Groups like Smart Approaches to Marijuana (SAM), backed by former politicians and funded by opioid interests, continue to peddle debunked scare tactics about youth use and mental illness.
Even rehab industries have reason to resist reform. After all, arrested stoners feed their court-ordered treatment pipelines.
Global Rescheduling Is Already Happening

In 2020, the United Nations Commission on Narcotic Drugs reclassified cannabis and recognized its medical use—based on WHO recommendations. Germany legalized recreational cannabis in 2024. Thailand, Uruguay, and Canada have already embraced cannabis reform.
The U.S. is behind. And the DEA is the main anchor dragging us down.

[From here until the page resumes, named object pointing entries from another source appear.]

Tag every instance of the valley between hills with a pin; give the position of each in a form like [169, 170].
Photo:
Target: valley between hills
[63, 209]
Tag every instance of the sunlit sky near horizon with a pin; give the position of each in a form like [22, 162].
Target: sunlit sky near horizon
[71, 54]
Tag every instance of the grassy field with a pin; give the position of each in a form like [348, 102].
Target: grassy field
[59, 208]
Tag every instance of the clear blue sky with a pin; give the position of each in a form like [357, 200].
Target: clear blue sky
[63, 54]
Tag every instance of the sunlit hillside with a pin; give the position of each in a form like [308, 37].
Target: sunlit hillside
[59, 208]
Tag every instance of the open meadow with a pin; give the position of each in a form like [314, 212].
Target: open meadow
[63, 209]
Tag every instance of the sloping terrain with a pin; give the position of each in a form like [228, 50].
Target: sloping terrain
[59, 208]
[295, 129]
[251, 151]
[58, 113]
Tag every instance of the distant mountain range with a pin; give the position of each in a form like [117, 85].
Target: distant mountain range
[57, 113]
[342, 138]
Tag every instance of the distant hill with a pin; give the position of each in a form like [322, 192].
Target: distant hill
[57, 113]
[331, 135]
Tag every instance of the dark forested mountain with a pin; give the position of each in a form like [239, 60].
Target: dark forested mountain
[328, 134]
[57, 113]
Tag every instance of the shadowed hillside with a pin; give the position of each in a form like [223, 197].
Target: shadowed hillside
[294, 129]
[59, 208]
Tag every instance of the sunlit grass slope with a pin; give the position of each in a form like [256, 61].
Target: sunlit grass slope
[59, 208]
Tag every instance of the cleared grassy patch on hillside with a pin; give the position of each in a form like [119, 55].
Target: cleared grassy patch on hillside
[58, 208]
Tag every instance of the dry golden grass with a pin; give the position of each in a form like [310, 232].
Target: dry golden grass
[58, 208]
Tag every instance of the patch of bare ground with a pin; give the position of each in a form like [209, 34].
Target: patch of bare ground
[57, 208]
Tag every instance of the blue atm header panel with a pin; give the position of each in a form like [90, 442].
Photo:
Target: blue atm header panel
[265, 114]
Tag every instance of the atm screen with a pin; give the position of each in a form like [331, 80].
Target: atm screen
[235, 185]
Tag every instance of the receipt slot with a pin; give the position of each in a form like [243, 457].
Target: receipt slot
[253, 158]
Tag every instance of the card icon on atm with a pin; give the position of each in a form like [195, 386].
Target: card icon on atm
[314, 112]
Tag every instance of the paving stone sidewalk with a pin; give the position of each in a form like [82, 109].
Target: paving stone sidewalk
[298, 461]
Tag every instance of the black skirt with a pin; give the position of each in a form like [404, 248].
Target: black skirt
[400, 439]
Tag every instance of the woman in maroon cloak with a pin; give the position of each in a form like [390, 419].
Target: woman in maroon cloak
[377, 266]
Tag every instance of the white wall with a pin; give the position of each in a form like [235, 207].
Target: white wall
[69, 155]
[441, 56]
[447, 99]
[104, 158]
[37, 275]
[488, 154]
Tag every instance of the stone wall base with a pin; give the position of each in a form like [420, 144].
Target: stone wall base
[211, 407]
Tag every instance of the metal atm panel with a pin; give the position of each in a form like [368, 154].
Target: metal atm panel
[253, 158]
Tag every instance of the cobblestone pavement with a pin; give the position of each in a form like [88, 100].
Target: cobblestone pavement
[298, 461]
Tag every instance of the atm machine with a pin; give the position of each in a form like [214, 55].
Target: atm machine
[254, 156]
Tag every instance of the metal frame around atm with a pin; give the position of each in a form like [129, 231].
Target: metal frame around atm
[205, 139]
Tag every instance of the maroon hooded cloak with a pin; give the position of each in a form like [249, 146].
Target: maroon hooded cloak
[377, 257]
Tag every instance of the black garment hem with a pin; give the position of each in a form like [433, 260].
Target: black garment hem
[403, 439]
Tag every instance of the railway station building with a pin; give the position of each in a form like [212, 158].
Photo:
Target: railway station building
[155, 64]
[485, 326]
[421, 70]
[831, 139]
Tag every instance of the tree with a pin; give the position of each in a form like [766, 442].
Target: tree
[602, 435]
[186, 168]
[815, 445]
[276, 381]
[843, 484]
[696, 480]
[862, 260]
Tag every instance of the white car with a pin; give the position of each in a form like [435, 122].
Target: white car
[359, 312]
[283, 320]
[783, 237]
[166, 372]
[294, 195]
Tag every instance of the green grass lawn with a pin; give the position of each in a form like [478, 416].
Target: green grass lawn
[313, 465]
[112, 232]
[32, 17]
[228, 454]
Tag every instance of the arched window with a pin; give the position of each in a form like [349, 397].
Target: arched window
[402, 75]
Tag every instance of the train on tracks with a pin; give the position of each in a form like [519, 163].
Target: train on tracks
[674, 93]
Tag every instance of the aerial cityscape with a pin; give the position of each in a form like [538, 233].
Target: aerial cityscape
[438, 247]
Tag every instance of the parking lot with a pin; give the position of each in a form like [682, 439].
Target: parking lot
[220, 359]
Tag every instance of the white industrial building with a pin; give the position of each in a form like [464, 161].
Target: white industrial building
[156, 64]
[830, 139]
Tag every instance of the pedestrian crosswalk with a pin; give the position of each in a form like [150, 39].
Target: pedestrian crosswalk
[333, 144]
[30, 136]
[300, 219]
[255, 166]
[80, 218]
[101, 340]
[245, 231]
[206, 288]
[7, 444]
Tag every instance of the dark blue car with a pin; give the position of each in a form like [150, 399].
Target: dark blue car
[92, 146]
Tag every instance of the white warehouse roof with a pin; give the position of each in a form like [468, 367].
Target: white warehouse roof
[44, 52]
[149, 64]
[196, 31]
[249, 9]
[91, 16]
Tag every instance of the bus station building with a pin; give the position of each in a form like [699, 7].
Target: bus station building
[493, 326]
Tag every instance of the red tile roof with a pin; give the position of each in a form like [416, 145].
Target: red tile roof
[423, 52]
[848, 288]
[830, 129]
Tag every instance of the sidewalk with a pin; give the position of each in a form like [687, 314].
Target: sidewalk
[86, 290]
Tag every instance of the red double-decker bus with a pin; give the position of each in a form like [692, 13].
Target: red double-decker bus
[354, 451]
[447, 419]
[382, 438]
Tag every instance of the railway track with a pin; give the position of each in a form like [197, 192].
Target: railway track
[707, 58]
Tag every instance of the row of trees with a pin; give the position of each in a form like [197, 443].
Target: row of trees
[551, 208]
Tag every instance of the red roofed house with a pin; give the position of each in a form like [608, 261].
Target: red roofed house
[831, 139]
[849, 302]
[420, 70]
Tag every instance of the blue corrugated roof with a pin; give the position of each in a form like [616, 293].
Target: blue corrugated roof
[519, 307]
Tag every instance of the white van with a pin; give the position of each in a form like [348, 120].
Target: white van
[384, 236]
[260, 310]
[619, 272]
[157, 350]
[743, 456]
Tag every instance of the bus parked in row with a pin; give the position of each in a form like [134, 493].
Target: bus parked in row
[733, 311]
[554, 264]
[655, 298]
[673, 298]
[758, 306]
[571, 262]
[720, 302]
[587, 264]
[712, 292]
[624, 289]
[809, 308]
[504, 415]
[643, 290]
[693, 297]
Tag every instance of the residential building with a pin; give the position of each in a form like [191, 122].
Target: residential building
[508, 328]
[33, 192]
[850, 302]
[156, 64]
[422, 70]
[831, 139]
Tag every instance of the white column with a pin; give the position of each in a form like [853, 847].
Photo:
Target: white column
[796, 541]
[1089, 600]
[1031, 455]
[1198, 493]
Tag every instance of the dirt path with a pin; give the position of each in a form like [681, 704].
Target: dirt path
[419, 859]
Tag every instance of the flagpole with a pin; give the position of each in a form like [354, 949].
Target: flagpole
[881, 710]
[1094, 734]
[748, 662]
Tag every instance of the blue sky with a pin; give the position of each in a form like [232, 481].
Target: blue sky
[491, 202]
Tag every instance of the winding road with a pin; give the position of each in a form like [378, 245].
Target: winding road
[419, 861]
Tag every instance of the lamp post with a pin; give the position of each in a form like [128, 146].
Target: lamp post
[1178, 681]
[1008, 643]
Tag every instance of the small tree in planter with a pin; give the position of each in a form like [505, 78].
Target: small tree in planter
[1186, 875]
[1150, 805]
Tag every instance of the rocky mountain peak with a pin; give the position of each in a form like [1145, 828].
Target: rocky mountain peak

This Isn’t Just Bureaucracy. It’s Harm.
Every day marijuana stays in Schedule I:
- Entrepreneurs go bankrupt.
- Sick people suffer without access.
- Legacy growers remain in the legal gray zone.
- Criminal justice reform is stalled.
And all while the government cashes in on tax revenue from the very substance it still classifies as medically useless.
It’s not just hypocrisy—it’s policy violence.
The DEA’s silence speaks volumes. It’s not science that’s holding this up—it’s power. The kind you don’t give up unless someone takes it from you.
So take it.
Demand answers. Flood your representatives with calls and emails. Pressure your senators. Ask your governor where they stand. Tell the DEA their delay is a disgrace—and make damn sure they know we’re watching.
The war on weed isn’t over. But neither are we.